To build the images from source, clone the AI Containers repository, follow the main README.md file to setup your environment, and run the following command:

cd pytorch
docker compose build ipex-base
docker compose run ipex-base

You can find the list of services below for each container in the group:

Service Name	Description
`ipex-base`	Base image with Intel® Extension for PyTorch*
`jupyter`	Adds Jupyter Notebook server
`multinode`	Adds Intel® oneAPI Collective Communications Library and INC
`xpu`	Adds Intel GPU Support
`xpu-jupyter`	Adds Jupyter notebook server to GPU image
`serving`	TorchServe*

MLPerf Optimized Workloads🔗

The following images are available for MLPerf-optimized workloads. Instructions are available at 'Get Started with Intel MLPerf'.
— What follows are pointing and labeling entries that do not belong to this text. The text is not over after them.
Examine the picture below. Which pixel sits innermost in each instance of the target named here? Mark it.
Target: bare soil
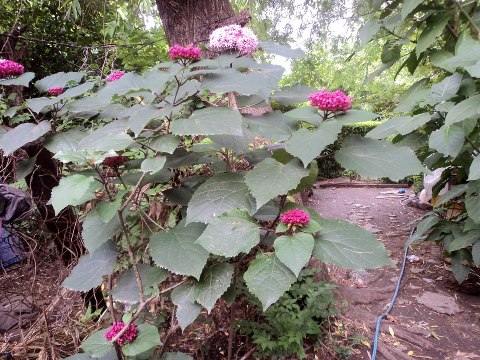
(413, 330)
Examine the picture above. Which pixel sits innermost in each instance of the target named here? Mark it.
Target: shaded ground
(413, 328)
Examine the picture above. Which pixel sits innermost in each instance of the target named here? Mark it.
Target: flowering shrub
(115, 76)
(55, 91)
(10, 68)
(295, 217)
(128, 336)
(336, 101)
(178, 52)
(234, 37)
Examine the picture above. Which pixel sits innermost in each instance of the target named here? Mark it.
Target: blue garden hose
(394, 297)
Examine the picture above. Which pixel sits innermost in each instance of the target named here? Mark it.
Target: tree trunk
(191, 21)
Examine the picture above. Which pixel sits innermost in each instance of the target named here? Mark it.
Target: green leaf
(374, 159)
(476, 253)
(22, 135)
(126, 288)
(220, 193)
(435, 26)
(63, 196)
(22, 80)
(89, 271)
(176, 250)
(58, 80)
(230, 234)
(279, 177)
(95, 232)
(474, 173)
(147, 338)
(210, 121)
(214, 281)
(368, 31)
(447, 140)
(291, 95)
(472, 200)
(466, 109)
(153, 165)
(112, 136)
(96, 345)
(347, 245)
(294, 250)
(282, 50)
(268, 278)
(408, 6)
(460, 269)
(187, 309)
(307, 145)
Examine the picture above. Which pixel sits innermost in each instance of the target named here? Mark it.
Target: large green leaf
(230, 234)
(187, 309)
(214, 281)
(268, 278)
(374, 159)
(210, 121)
(281, 178)
(147, 338)
(176, 250)
(220, 193)
(447, 140)
(466, 109)
(294, 250)
(63, 196)
(22, 135)
(95, 232)
(126, 287)
(347, 245)
(89, 271)
(306, 145)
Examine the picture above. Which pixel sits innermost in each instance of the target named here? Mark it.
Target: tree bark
(191, 21)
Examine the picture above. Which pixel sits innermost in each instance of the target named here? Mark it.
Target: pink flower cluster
(128, 336)
(331, 101)
(10, 68)
(55, 91)
(295, 217)
(234, 37)
(115, 76)
(178, 52)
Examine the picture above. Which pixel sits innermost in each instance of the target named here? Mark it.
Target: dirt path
(415, 329)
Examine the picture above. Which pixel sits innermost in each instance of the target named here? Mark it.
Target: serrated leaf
(281, 179)
(187, 309)
(95, 232)
(89, 271)
(447, 140)
(214, 281)
(210, 121)
(220, 193)
(22, 135)
(374, 158)
(58, 80)
(176, 250)
(230, 234)
(126, 288)
(307, 145)
(347, 245)
(63, 196)
(294, 250)
(22, 80)
(147, 338)
(153, 165)
(268, 278)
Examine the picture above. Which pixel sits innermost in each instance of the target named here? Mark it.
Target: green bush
(296, 317)
(328, 167)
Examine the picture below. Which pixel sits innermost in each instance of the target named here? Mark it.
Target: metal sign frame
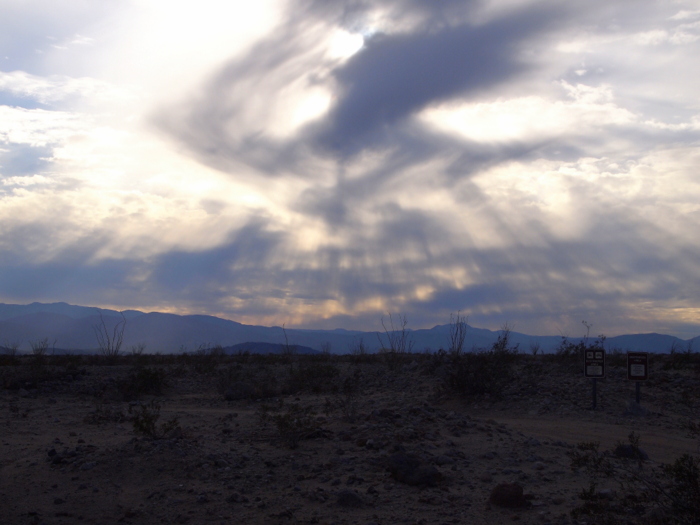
(637, 366)
(594, 363)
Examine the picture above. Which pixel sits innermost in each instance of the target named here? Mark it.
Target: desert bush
(458, 331)
(681, 359)
(314, 377)
(206, 360)
(151, 381)
(480, 373)
(683, 496)
(104, 413)
(672, 491)
(145, 418)
(110, 343)
(295, 424)
(485, 372)
(347, 398)
(398, 341)
(8, 357)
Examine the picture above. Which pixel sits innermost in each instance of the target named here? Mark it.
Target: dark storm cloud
(393, 77)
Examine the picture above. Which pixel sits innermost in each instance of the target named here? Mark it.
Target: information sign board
(594, 365)
(637, 366)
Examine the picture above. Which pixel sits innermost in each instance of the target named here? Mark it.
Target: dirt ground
(327, 440)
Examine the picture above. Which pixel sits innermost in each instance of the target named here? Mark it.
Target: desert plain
(327, 439)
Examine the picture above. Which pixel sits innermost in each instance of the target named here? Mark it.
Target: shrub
(295, 424)
(673, 490)
(152, 381)
(315, 377)
(486, 372)
(145, 417)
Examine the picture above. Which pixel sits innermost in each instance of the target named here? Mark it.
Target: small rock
(630, 452)
(509, 495)
(635, 409)
(349, 498)
(409, 469)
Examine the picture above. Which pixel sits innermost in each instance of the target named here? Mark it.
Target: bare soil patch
(327, 440)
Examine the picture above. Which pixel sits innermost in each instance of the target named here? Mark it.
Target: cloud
(522, 161)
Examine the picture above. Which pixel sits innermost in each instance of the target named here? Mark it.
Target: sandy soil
(69, 451)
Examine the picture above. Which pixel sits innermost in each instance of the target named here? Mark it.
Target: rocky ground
(334, 440)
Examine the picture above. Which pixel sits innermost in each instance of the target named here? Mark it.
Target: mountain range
(68, 327)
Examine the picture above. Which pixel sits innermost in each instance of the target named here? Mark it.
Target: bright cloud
(321, 163)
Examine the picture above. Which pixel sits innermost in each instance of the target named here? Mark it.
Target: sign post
(594, 367)
(637, 369)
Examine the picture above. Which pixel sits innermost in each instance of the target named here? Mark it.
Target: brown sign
(594, 365)
(637, 366)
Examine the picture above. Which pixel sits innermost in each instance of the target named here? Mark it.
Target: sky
(323, 163)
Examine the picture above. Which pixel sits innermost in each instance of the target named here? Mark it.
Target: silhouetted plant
(110, 342)
(398, 341)
(145, 418)
(458, 332)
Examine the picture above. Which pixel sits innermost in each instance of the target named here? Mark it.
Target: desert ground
(356, 439)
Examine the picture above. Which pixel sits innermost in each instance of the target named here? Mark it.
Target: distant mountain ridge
(71, 327)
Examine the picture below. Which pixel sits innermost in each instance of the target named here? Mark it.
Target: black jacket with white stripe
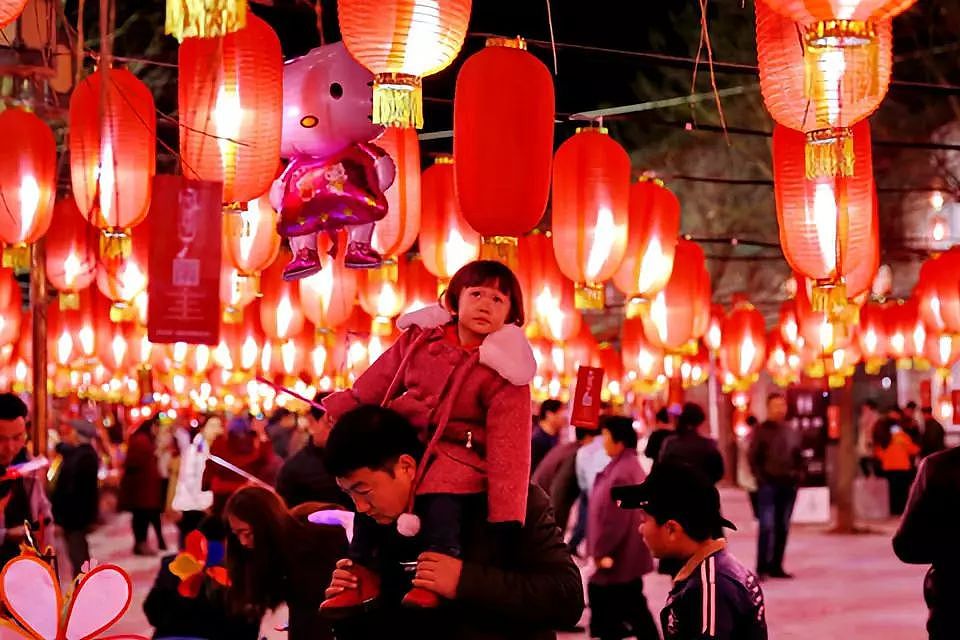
(714, 597)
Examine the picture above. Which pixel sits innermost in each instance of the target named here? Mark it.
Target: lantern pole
(38, 303)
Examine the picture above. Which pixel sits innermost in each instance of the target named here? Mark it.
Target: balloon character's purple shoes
(304, 264)
(360, 255)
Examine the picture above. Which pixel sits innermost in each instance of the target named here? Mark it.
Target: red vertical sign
(586, 398)
(184, 273)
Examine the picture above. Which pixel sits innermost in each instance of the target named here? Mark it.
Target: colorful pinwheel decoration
(200, 558)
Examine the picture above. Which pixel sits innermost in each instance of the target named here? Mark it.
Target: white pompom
(408, 525)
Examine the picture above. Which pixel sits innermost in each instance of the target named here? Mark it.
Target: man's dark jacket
(515, 584)
(929, 534)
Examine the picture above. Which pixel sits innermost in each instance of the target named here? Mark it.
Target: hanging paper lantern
(71, 254)
(743, 350)
(674, 317)
(231, 101)
(654, 225)
(503, 113)
(401, 42)
(397, 231)
(113, 138)
(828, 226)
(447, 242)
(591, 188)
(27, 183)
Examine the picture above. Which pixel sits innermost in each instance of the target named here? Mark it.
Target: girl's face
(482, 310)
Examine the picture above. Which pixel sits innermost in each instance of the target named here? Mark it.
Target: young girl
(461, 374)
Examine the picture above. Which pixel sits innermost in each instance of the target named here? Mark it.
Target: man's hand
(342, 579)
(438, 573)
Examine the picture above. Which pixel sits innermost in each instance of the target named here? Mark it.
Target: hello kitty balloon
(336, 177)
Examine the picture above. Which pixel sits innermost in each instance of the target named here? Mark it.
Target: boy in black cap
(713, 596)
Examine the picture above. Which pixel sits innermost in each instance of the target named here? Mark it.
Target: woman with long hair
(275, 555)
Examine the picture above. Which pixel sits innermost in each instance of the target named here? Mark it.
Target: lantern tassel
(398, 101)
(205, 19)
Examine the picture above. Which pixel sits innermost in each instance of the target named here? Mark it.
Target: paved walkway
(846, 587)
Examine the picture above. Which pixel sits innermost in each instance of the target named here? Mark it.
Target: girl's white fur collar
(506, 350)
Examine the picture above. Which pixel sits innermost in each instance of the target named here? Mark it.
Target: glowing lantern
(71, 255)
(400, 42)
(113, 142)
(396, 233)
(654, 228)
(828, 226)
(823, 83)
(447, 242)
(280, 313)
(743, 350)
(674, 317)
(591, 190)
(231, 102)
(27, 182)
(503, 113)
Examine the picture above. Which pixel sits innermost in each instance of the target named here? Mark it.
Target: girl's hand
(342, 579)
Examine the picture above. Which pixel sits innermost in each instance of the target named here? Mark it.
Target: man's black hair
(550, 406)
(12, 407)
(370, 436)
(621, 430)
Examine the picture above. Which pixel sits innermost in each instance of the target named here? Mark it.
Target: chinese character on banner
(184, 273)
(586, 398)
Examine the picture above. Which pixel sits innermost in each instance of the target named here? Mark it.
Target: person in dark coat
(618, 606)
(141, 487)
(304, 476)
(777, 463)
(690, 448)
(928, 534)
(76, 495)
(511, 581)
(276, 555)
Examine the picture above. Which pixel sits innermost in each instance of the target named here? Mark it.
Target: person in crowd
(662, 429)
(304, 476)
(928, 534)
(866, 423)
(688, 446)
(509, 582)
(713, 596)
(22, 499)
(618, 607)
(204, 616)
(141, 488)
(557, 475)
(896, 457)
(245, 445)
(546, 432)
(276, 555)
(461, 374)
(777, 464)
(76, 495)
(933, 438)
(591, 459)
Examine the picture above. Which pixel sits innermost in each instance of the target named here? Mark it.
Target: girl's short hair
(487, 273)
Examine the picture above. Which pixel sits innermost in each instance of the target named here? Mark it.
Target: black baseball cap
(676, 492)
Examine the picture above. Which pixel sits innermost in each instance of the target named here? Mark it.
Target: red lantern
(503, 113)
(654, 228)
(675, 314)
(396, 233)
(27, 183)
(71, 256)
(828, 226)
(591, 190)
(113, 152)
(231, 102)
(400, 42)
(447, 242)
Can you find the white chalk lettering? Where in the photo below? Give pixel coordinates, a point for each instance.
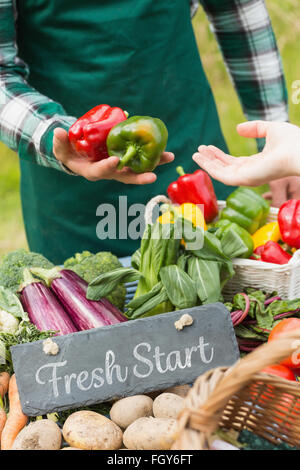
(143, 360)
(157, 356)
(96, 376)
(110, 367)
(68, 380)
(202, 347)
(82, 377)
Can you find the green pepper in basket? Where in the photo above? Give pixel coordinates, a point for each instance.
(246, 208)
(235, 240)
(138, 142)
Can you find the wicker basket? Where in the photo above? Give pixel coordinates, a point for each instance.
(284, 279)
(241, 397)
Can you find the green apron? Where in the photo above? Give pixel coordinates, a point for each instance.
(139, 55)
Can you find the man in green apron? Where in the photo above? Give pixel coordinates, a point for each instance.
(139, 55)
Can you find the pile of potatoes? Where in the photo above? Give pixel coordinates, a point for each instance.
(139, 422)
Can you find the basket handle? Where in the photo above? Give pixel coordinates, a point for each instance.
(242, 372)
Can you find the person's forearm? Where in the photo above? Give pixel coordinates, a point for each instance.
(27, 118)
(244, 32)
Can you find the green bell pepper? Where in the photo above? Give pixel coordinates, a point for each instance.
(138, 142)
(235, 240)
(246, 208)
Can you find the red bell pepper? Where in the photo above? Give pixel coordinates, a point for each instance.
(196, 188)
(289, 222)
(257, 252)
(272, 252)
(88, 134)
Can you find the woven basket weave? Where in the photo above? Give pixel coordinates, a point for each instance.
(241, 397)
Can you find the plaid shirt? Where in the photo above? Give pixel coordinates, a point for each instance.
(242, 28)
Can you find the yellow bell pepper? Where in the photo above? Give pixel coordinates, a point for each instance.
(269, 232)
(188, 211)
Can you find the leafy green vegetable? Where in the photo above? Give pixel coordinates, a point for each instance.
(159, 248)
(136, 259)
(11, 268)
(149, 303)
(264, 314)
(180, 288)
(206, 275)
(90, 266)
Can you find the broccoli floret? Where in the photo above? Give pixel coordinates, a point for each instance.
(90, 266)
(12, 265)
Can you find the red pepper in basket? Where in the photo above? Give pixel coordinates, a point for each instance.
(88, 134)
(273, 253)
(289, 222)
(257, 252)
(196, 188)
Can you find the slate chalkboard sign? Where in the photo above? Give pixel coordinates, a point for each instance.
(129, 358)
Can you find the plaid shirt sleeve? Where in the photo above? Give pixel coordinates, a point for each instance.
(245, 35)
(27, 118)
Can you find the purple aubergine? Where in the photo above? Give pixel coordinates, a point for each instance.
(70, 289)
(44, 310)
(104, 306)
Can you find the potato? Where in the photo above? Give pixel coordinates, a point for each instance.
(167, 405)
(181, 390)
(150, 434)
(39, 435)
(91, 431)
(127, 410)
(71, 448)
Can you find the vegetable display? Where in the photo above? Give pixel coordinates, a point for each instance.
(139, 143)
(272, 252)
(70, 291)
(284, 326)
(268, 232)
(89, 133)
(43, 308)
(289, 222)
(236, 241)
(196, 188)
(185, 259)
(13, 264)
(88, 266)
(16, 419)
(254, 315)
(169, 275)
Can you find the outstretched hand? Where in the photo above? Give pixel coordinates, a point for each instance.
(105, 169)
(279, 160)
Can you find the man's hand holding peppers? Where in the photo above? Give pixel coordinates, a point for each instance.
(98, 170)
(104, 144)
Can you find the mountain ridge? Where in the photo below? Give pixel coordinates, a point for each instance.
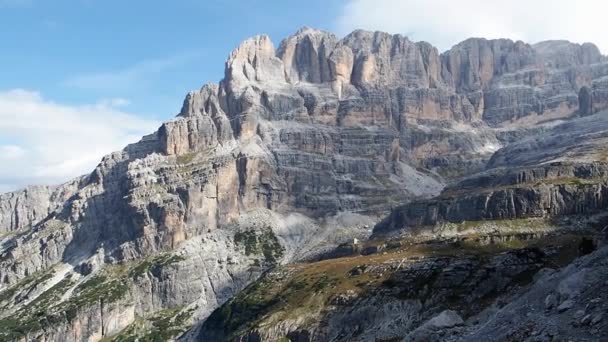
(296, 151)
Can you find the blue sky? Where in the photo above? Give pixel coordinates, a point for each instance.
(82, 78)
(147, 52)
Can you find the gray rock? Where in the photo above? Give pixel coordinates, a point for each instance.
(551, 301)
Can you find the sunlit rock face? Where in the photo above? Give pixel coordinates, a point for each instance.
(294, 139)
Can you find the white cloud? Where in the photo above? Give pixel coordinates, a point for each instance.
(15, 2)
(444, 23)
(136, 75)
(42, 142)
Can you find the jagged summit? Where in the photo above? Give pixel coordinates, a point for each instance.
(296, 151)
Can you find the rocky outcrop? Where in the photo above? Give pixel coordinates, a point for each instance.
(24, 208)
(321, 127)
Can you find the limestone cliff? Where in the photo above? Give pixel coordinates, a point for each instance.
(295, 151)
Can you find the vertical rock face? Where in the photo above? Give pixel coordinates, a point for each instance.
(585, 101)
(306, 56)
(21, 209)
(319, 127)
(474, 63)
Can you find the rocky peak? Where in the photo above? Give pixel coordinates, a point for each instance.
(472, 64)
(305, 55)
(562, 53)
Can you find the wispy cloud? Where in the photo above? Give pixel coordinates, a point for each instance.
(15, 2)
(46, 143)
(137, 75)
(447, 22)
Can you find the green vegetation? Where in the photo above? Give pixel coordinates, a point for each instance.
(100, 288)
(303, 292)
(186, 158)
(262, 242)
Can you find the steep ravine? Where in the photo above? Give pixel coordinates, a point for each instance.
(296, 151)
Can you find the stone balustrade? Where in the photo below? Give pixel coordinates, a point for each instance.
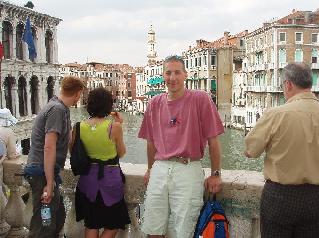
(240, 198)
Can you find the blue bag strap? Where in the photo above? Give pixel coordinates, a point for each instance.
(212, 197)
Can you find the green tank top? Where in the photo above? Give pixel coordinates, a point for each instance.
(97, 142)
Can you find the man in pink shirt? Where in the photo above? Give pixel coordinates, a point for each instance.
(177, 126)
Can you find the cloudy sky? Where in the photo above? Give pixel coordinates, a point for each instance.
(116, 31)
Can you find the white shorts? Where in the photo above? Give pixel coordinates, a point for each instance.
(174, 198)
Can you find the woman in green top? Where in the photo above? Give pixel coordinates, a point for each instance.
(99, 196)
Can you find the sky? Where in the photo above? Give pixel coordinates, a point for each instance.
(116, 31)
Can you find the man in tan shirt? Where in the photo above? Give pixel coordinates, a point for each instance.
(289, 134)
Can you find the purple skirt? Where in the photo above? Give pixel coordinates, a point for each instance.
(111, 186)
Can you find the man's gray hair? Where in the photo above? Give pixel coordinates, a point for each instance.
(299, 74)
(174, 58)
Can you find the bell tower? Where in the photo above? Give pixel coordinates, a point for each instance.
(151, 53)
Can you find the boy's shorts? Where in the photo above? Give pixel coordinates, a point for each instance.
(174, 198)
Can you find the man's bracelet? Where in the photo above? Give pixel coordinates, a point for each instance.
(216, 173)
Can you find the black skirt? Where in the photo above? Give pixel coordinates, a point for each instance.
(96, 215)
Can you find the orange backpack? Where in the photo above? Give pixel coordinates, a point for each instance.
(212, 221)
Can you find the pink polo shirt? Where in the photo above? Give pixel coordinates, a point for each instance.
(181, 127)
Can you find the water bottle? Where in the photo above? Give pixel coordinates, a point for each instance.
(45, 213)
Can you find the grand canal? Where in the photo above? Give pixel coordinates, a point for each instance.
(232, 143)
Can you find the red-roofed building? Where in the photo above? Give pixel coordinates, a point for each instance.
(210, 65)
(293, 38)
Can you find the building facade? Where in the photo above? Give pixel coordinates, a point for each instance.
(293, 38)
(27, 84)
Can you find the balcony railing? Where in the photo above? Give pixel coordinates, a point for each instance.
(241, 189)
(274, 88)
(315, 88)
(315, 66)
(282, 65)
(257, 88)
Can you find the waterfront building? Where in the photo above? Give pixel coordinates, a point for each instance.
(149, 79)
(238, 110)
(210, 67)
(27, 81)
(293, 38)
(141, 85)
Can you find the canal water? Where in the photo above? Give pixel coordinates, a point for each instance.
(232, 143)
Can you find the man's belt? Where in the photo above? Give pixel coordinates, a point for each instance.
(180, 159)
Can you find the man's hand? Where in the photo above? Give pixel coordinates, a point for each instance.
(47, 194)
(117, 117)
(147, 176)
(213, 184)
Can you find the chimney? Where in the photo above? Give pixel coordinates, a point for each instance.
(226, 35)
(266, 24)
(307, 17)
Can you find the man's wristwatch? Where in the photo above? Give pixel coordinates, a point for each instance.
(216, 173)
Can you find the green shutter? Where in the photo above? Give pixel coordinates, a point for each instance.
(314, 78)
(282, 56)
(213, 85)
(281, 100)
(298, 55)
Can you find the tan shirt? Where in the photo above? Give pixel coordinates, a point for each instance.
(8, 138)
(289, 134)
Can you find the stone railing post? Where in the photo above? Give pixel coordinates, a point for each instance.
(14, 211)
(4, 226)
(28, 211)
(71, 227)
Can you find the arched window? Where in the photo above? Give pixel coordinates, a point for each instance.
(7, 36)
(298, 55)
(34, 36)
(34, 88)
(19, 43)
(50, 87)
(22, 94)
(49, 46)
(8, 85)
(282, 56)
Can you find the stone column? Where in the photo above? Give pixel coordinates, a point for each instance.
(14, 43)
(4, 226)
(55, 47)
(28, 89)
(14, 214)
(15, 98)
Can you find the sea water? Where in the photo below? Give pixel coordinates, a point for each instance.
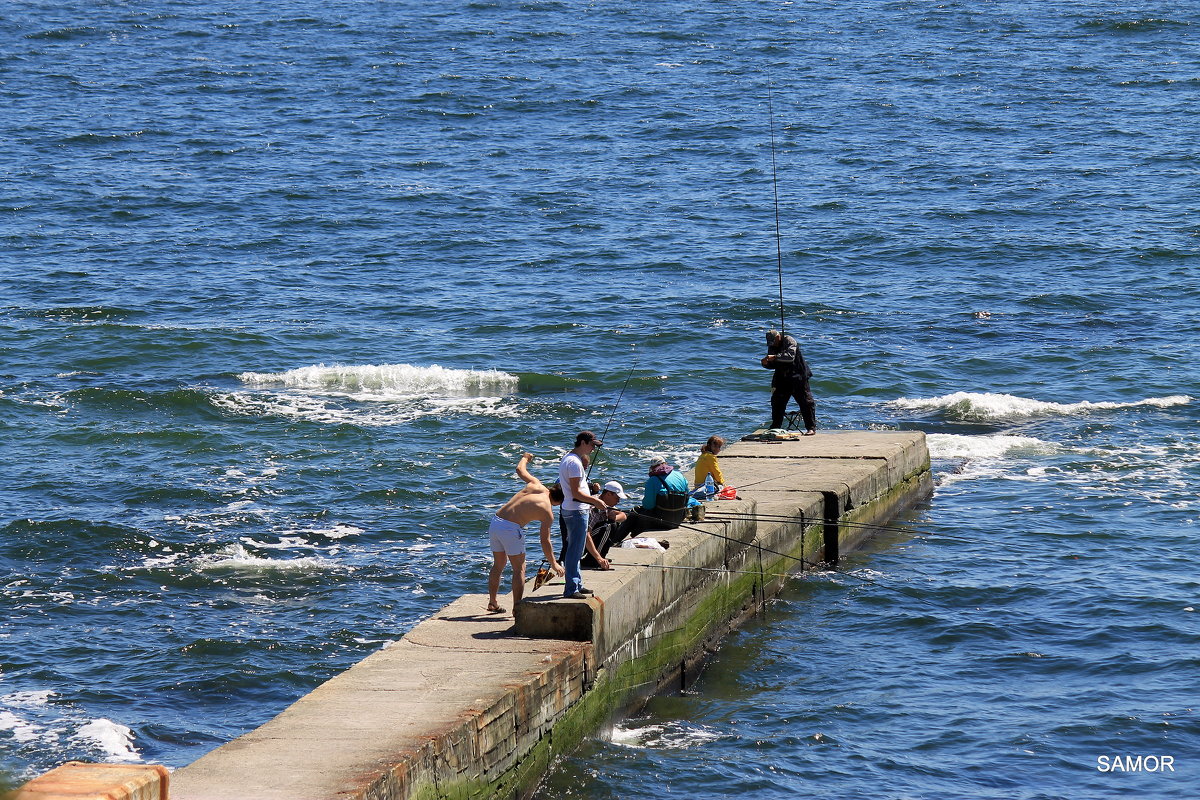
(288, 289)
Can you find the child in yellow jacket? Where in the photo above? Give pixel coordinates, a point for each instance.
(707, 463)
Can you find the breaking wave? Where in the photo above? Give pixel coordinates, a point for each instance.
(973, 407)
(388, 380)
(951, 445)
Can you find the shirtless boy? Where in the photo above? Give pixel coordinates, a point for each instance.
(531, 504)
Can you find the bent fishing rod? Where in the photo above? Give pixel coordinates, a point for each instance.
(613, 414)
(541, 575)
(774, 181)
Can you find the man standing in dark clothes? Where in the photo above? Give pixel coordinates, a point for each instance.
(791, 379)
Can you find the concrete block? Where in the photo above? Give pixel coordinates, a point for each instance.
(81, 781)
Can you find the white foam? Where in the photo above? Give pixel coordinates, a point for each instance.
(400, 410)
(667, 735)
(388, 380)
(115, 740)
(28, 699)
(952, 445)
(978, 407)
(237, 557)
(21, 729)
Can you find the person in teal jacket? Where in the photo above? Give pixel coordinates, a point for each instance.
(665, 503)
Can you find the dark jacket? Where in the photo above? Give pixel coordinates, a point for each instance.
(790, 362)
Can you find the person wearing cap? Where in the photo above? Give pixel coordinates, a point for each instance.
(573, 513)
(603, 524)
(791, 379)
(665, 501)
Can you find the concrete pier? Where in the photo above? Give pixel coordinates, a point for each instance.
(472, 705)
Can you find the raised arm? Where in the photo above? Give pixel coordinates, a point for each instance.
(547, 551)
(523, 470)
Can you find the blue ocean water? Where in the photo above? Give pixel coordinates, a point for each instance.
(288, 290)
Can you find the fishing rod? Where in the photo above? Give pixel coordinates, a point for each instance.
(774, 181)
(720, 516)
(708, 569)
(817, 566)
(544, 573)
(613, 414)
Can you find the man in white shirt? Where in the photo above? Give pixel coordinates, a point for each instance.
(574, 512)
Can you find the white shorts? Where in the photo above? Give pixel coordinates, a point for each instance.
(508, 537)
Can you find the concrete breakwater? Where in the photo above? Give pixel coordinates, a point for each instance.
(473, 705)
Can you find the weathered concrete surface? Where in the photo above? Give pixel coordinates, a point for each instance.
(81, 781)
(473, 705)
(459, 697)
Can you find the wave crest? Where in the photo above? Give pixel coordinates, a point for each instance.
(388, 380)
(976, 407)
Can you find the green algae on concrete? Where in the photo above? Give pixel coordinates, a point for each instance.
(466, 705)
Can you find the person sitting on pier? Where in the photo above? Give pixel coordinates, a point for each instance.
(534, 503)
(603, 524)
(665, 503)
Tag(s)	Base OS	MLPerf Round	Target Platform
`mlperf-inference-4.1-resnet50`	rockylinux:8.7	Inference v4.1	Intel(R) Xeon(R) Platinum 8592+
`mlperf-inference-4.1-retinanet`	ubuntu:22.04	Inference v4.1	Intel(R) Xeon(R) Platinum 8592+
`mlperf-inference-4.1-gptj`	ubuntu:22.04	Inference v4.1	Intel(R) Xeon(R) Platinum 8592+
`mlperf-inference-4.1-bert`	ubuntu:22.04	Inference v4.1	Intel(R) Xeon(R) Platinum 8592+
`mlperf-inference-4.1-dlrmv2`	rockylinux:8.7	Inference v4.1	Intel(R) Xeon(R) Platinum 8592+
`mlperf-inference-4.1-3dunet`	ubuntu:22.04	Inference v4.1	Intel(R) Xeon(R) Platinum 8592+

License🔗

View the License for the Intel® Extension for PyTorch*.

The images below also contain other software which may be under other licenses (such as Pytorch, Jupyter, Bash, etc. from the base).

It is the image user's responsibility to ensure that any use of The images below comply with any relevant licenses for all software contained within.

* Other names and brands may be claimed as the property of others.